Parmi les principales difficultés rencontrées par les porteurs de projets industriels, le manque de foncier. Et, quand celui-ci est disponible, la question de l'acceptabilité. « Dès qu'on voit des fumées, cela peut faire peur. On veut de la réindustrialisation, mais loin de chez soi. C'est tout le paradoxe ».
Il faut aussi parvenir à recruter après des décennies de dévalorisation du travail industriel, et manuel en général. Malgré une image qui évolue ces dernières années. « Nous avons mené d'énormes travaux pour que l'industrie soit acceptée en France ». Et la nouvelle convention collective doit poursuivre ce chantier. Par rapport à la précédente convention datant de cinquante ans, « elle apporte d'énormes évolutions dans ces métiers », métiers qu'elle vise à mieux qualifier. De sorte que « les contrats de travail tourneront autour de cela ». Un « changement colossal » en perspective.

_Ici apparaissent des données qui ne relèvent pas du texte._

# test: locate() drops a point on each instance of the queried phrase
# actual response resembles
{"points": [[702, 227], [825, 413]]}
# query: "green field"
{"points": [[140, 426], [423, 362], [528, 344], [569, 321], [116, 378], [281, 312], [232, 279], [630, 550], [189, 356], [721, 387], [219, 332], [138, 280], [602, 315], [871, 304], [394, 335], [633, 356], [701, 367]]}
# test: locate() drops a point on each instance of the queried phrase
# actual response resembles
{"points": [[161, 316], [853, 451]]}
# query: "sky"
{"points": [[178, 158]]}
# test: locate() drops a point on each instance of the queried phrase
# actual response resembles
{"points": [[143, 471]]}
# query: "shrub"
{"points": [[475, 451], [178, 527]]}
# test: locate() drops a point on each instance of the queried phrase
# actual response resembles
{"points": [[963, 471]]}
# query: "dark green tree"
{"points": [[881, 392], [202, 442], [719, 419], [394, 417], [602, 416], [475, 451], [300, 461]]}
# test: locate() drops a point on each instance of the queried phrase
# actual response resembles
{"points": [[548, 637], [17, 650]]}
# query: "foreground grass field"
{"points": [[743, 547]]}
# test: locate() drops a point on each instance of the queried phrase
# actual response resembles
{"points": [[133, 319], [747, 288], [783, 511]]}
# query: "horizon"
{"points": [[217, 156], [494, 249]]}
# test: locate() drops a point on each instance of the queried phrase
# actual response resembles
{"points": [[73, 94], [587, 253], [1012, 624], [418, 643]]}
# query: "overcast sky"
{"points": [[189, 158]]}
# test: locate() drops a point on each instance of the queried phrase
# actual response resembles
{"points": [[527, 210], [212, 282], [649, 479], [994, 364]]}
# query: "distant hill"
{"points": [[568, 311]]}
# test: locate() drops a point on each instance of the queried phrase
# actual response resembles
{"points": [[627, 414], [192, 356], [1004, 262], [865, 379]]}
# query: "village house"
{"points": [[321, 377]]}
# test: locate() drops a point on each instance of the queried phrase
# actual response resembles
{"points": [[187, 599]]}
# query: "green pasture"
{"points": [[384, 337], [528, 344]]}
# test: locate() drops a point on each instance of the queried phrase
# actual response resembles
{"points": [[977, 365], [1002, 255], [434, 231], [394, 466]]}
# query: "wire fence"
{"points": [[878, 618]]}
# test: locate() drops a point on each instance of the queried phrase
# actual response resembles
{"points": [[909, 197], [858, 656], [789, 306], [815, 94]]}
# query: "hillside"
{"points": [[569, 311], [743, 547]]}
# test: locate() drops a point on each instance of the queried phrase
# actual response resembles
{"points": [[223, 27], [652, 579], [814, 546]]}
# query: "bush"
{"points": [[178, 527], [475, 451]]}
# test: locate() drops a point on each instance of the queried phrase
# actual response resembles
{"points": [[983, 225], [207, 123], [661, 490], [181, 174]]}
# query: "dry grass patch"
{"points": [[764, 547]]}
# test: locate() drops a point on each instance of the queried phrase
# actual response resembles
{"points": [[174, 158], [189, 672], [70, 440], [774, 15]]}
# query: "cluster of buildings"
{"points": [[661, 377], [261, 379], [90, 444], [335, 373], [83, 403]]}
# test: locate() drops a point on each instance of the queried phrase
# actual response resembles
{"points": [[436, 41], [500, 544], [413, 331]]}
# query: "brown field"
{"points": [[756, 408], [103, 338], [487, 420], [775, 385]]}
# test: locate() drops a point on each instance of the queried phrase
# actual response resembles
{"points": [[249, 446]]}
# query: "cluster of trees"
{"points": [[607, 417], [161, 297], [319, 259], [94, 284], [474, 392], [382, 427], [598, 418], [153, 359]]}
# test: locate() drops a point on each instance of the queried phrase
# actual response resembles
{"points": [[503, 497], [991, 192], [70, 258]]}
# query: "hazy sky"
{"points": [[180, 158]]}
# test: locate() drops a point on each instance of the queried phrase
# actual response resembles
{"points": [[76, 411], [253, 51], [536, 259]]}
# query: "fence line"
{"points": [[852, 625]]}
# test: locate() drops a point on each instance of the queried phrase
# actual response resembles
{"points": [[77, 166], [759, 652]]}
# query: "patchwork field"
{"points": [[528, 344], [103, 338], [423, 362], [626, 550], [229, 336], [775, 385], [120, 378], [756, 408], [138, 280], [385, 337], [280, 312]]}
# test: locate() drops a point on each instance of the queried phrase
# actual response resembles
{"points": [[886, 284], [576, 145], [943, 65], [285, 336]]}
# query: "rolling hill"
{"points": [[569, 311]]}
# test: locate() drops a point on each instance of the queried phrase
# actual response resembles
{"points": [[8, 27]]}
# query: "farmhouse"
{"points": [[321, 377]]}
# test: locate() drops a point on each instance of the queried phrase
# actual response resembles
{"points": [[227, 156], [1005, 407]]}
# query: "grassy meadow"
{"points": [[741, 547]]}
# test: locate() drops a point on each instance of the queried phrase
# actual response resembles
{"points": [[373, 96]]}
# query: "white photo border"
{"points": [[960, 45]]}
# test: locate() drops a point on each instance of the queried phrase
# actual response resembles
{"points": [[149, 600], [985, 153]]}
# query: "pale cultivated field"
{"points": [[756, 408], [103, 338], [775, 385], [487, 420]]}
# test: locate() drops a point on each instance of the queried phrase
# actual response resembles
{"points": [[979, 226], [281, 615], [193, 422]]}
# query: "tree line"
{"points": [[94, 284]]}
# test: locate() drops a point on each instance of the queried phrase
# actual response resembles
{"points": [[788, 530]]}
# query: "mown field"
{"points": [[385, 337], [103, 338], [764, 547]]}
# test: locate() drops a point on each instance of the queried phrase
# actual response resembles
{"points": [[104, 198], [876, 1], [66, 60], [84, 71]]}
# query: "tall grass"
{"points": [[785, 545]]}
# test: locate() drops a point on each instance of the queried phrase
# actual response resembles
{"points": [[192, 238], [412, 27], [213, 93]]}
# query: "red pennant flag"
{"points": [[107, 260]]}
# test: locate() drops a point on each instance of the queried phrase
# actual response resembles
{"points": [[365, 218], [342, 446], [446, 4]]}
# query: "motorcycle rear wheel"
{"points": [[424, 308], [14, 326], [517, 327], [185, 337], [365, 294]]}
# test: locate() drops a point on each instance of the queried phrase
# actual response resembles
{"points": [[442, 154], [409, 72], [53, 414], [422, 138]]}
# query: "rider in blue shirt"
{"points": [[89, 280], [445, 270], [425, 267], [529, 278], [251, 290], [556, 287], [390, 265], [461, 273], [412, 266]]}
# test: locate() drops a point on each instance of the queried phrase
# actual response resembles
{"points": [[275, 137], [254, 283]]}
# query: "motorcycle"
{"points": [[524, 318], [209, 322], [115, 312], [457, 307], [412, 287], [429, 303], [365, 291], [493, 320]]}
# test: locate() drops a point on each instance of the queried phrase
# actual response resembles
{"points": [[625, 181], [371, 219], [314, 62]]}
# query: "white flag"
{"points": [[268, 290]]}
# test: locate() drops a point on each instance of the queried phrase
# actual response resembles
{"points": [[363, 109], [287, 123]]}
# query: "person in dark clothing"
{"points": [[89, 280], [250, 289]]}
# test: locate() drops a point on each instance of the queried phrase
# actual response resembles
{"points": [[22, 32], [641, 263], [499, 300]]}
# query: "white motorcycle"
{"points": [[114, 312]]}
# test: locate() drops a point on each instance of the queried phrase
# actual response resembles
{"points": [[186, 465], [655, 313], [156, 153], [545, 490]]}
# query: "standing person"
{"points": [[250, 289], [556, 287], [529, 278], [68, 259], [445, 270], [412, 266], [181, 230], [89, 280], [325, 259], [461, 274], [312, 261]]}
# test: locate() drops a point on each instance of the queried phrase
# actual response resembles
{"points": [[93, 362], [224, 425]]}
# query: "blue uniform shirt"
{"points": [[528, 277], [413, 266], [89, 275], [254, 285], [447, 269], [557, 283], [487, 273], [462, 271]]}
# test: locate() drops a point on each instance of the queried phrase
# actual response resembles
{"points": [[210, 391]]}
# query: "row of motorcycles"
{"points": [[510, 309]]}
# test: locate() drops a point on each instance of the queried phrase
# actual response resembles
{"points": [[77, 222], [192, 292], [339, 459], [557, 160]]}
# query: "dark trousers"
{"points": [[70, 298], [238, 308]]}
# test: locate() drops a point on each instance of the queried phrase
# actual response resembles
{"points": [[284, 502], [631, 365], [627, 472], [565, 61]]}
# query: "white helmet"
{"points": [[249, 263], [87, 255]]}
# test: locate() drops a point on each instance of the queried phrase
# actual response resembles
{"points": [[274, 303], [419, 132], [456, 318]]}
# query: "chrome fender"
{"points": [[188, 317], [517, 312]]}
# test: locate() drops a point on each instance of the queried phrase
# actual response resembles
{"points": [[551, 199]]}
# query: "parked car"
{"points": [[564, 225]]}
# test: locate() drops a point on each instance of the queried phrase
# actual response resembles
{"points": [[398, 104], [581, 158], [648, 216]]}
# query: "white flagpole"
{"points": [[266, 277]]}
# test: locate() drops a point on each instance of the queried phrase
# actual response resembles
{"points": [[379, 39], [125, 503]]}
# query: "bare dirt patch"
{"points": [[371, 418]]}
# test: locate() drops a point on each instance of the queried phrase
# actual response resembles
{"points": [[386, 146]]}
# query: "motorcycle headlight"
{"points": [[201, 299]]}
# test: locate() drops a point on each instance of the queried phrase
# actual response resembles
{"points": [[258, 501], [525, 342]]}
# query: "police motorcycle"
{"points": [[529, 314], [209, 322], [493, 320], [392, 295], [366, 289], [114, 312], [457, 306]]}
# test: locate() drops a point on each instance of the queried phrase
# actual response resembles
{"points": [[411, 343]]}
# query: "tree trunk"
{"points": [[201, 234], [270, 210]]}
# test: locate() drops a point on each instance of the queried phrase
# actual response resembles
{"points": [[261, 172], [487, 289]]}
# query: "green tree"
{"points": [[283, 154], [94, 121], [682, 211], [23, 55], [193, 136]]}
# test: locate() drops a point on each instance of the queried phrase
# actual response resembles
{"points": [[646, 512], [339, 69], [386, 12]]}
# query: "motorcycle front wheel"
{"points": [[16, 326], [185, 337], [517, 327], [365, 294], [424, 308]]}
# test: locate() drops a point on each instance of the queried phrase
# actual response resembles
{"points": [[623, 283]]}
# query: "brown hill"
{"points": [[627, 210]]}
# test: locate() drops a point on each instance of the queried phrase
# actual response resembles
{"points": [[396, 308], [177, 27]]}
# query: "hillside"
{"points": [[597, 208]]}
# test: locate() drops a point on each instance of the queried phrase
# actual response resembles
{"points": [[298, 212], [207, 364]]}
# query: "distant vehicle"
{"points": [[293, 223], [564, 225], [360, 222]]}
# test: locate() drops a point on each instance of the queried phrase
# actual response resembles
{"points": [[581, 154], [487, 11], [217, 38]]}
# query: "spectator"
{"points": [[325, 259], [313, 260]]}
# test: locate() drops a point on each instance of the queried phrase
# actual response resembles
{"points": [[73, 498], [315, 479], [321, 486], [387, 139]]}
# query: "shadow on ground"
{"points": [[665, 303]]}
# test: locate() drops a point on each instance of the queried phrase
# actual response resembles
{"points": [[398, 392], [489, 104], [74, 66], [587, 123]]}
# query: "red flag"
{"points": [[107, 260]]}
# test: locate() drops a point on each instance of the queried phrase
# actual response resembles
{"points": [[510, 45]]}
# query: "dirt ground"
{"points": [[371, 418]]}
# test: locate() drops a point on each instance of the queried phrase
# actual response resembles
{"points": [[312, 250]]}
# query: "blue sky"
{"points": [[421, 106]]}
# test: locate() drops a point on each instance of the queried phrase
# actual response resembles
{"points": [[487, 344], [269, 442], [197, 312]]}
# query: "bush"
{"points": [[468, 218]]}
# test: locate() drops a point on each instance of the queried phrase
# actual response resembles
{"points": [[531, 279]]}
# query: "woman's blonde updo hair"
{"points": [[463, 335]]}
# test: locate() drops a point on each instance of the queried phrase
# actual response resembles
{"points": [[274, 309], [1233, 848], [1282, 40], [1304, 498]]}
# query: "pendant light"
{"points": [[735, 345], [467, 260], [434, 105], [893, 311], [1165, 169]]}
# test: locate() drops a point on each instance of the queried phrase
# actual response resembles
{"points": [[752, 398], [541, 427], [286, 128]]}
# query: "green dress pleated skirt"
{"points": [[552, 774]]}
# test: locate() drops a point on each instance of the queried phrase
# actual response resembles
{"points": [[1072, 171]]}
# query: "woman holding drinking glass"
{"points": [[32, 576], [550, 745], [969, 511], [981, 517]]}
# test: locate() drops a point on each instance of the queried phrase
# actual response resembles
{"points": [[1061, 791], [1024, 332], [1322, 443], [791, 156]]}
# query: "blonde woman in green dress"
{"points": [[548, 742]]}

Sur la question du recrutement, les écoles de production sont une piste. « On y trouve des jeunes sortis du cursus scolaire. Pour le moment, nous en avons deux et nous allons en ouvrir une troisième ». De quoi mieux répondre aux besoins de l'industrie, en quête de « gens dynamiques, volontaires mais manuels : des soudeurs, des usineurs... ».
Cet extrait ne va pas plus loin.